Qualified and Non-Qualified Annuities
Premiums/Overview
Premiums paid into non-qualified annuities are not tax deductible. On the other hand, premiums paid into qualified annuities can be tax-deductible based on current tax law.
Accumulation/Overview
Earnings for both non-qualified and qualified annuities can accumulate tax-deferred.
Tax Penalty/Overview
Pre-tax dollars withdrawn before age 59.5 could trigger a 10% excise federal tax penalty for both the non-qualified and qualified annuity.
Distribution/Overview
Distributions do not have to begin at age 70.5 from the non-qualified annuity but distributions should begin at age 70.5 for the qualified annuity (subject to a 50% penalty).
Death Benefit/Overview
For non-qualified annuities, current tax code allows the spouse, if the named beneficiary, to continue the annuity without a "forced distribution" if the owner dies. On the other hand, a non-spousal beneficiary must receive the proceeds within 5 years of owner’s death. However, both parties, spouse and non-spouse, must pay income taxes on the tax-deferred earnings when received. A beneficiary can lessen taxes plus continue tax-deferred growth via stretching the payments.

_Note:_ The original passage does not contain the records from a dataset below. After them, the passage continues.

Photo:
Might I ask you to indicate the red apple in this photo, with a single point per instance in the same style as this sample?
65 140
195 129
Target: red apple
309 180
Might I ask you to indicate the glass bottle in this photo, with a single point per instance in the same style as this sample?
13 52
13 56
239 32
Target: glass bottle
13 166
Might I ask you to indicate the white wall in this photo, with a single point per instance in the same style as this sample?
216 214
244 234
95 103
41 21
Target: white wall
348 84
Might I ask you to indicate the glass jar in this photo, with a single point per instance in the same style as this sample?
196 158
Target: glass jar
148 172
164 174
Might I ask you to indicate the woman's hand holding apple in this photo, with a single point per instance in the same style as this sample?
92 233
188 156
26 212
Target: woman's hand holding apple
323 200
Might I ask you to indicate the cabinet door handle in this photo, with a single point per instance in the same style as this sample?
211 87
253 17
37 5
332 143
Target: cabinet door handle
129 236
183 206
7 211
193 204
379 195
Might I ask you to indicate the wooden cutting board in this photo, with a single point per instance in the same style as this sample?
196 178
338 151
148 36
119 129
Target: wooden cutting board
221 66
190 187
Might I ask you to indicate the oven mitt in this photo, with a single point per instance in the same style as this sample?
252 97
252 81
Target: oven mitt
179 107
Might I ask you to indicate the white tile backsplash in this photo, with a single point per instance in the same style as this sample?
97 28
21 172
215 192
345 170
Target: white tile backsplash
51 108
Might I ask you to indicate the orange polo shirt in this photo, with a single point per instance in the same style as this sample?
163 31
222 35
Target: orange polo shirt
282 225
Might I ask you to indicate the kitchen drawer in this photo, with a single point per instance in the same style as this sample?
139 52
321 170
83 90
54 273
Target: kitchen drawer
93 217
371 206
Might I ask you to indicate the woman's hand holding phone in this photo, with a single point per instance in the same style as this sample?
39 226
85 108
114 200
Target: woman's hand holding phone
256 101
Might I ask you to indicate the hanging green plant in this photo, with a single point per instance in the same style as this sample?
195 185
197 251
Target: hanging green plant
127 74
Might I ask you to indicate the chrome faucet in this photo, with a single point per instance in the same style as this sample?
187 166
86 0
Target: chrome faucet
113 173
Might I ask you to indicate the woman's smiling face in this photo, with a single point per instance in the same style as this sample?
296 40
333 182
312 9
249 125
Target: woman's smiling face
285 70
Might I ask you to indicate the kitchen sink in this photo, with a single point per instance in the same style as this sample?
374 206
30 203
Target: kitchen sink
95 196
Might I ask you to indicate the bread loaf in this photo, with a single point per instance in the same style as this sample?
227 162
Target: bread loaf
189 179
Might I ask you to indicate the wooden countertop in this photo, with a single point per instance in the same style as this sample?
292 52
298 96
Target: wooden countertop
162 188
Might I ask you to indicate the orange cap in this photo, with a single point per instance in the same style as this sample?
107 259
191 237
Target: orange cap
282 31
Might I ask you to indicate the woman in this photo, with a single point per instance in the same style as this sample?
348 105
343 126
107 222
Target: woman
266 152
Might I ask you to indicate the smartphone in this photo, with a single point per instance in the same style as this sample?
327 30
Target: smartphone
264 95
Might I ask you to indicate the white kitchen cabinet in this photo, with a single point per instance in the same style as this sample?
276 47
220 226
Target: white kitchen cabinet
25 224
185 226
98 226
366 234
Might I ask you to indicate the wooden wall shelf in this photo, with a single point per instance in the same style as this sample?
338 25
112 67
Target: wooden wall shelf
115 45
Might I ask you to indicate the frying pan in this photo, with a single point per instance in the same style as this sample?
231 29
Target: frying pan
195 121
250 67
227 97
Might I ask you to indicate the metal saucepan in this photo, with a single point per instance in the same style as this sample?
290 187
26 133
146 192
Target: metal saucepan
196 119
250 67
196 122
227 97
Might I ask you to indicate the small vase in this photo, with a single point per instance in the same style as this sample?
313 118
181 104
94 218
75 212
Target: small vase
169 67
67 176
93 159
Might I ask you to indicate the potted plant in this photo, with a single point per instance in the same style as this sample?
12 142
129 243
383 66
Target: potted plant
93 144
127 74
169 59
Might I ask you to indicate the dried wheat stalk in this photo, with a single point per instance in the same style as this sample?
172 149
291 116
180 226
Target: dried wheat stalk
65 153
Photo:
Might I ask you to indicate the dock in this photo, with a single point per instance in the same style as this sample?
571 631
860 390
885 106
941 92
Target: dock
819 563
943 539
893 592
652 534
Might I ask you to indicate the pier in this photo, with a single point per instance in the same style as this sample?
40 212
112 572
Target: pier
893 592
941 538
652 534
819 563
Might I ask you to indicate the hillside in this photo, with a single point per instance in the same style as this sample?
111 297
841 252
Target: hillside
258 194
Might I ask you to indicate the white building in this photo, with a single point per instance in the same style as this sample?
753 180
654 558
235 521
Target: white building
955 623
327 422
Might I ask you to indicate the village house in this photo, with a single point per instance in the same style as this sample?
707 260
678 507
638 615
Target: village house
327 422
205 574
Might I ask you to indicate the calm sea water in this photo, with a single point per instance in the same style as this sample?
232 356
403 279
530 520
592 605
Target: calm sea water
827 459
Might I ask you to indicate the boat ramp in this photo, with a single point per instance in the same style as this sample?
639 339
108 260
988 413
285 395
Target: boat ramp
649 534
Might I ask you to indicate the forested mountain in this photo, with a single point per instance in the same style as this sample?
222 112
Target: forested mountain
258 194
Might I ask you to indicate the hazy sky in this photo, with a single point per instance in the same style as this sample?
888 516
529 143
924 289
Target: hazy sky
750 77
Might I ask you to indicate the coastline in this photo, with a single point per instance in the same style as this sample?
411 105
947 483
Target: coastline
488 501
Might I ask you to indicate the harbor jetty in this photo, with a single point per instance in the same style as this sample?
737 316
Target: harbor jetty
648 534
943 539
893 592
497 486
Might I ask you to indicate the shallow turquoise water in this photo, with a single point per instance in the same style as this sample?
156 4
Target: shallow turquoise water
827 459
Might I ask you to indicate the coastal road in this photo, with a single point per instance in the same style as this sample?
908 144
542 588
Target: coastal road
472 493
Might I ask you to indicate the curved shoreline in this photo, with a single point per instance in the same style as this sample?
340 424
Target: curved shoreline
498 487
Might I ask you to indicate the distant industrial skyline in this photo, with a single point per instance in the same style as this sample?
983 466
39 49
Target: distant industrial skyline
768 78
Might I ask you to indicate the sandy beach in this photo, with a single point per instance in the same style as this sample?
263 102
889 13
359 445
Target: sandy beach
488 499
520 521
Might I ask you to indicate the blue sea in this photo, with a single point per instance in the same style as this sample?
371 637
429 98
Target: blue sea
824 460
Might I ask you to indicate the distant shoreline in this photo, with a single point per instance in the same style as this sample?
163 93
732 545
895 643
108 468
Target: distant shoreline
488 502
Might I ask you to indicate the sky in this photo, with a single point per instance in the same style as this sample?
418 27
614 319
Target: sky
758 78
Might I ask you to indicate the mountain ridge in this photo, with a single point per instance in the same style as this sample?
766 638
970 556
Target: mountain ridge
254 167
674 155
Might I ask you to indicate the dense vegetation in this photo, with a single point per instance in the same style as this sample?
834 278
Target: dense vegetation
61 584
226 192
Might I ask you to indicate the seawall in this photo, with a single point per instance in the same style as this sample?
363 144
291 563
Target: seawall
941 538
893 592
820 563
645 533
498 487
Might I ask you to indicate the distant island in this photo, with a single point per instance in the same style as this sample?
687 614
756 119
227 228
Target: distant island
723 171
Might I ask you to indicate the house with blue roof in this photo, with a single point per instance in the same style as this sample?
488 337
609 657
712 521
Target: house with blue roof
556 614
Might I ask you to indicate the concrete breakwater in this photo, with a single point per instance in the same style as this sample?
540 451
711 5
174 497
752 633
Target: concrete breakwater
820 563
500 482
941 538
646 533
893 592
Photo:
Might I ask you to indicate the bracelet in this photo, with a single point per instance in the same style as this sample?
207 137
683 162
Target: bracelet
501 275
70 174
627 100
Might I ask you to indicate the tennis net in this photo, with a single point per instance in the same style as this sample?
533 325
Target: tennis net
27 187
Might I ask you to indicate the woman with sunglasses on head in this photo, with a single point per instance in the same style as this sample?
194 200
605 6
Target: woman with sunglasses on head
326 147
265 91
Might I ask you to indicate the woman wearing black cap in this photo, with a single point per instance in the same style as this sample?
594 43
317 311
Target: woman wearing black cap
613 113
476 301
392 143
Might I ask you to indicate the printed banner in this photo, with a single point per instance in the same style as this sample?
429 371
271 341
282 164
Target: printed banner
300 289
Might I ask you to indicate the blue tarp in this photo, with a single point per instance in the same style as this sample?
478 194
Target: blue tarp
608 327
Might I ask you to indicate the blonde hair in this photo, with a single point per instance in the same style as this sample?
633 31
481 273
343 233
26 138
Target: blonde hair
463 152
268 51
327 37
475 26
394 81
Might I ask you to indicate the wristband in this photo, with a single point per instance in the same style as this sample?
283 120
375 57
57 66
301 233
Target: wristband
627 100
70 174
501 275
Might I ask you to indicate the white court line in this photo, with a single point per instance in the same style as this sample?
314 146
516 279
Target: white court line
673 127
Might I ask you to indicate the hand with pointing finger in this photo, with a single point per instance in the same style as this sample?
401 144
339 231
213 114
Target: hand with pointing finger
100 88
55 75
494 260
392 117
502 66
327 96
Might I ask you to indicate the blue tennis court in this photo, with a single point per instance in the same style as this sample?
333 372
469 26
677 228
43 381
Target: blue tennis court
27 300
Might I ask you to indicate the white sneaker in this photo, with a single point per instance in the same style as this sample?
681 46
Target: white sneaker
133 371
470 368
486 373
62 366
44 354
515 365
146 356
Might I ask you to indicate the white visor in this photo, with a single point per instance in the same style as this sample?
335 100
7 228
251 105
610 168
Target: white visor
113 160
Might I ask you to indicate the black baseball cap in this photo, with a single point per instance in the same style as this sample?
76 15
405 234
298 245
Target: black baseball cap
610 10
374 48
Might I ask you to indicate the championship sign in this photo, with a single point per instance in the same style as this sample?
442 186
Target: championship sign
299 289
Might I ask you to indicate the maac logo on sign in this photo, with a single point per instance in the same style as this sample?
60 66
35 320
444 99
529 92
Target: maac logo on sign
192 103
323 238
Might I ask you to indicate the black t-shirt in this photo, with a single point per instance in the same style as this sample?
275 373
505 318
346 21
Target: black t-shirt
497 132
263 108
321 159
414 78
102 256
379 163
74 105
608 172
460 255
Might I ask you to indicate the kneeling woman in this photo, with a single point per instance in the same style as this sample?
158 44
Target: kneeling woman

Partial Withdrawals / Non-Qualified
While most annuities allow free annual withdrawals, this does NOT mean that the withdrawals are also income tax free. With non-qualified annuities, earnings withdrawn are a) subject to income taxes and b) a possible 10% tax penalty if earnings are withdrawn prior to age 59.5. As stated earlier, there are ways to avoid that tax penalty 1) death or disability of owner, 2) substantially equal payments, and 3) payments from an immediate annuity.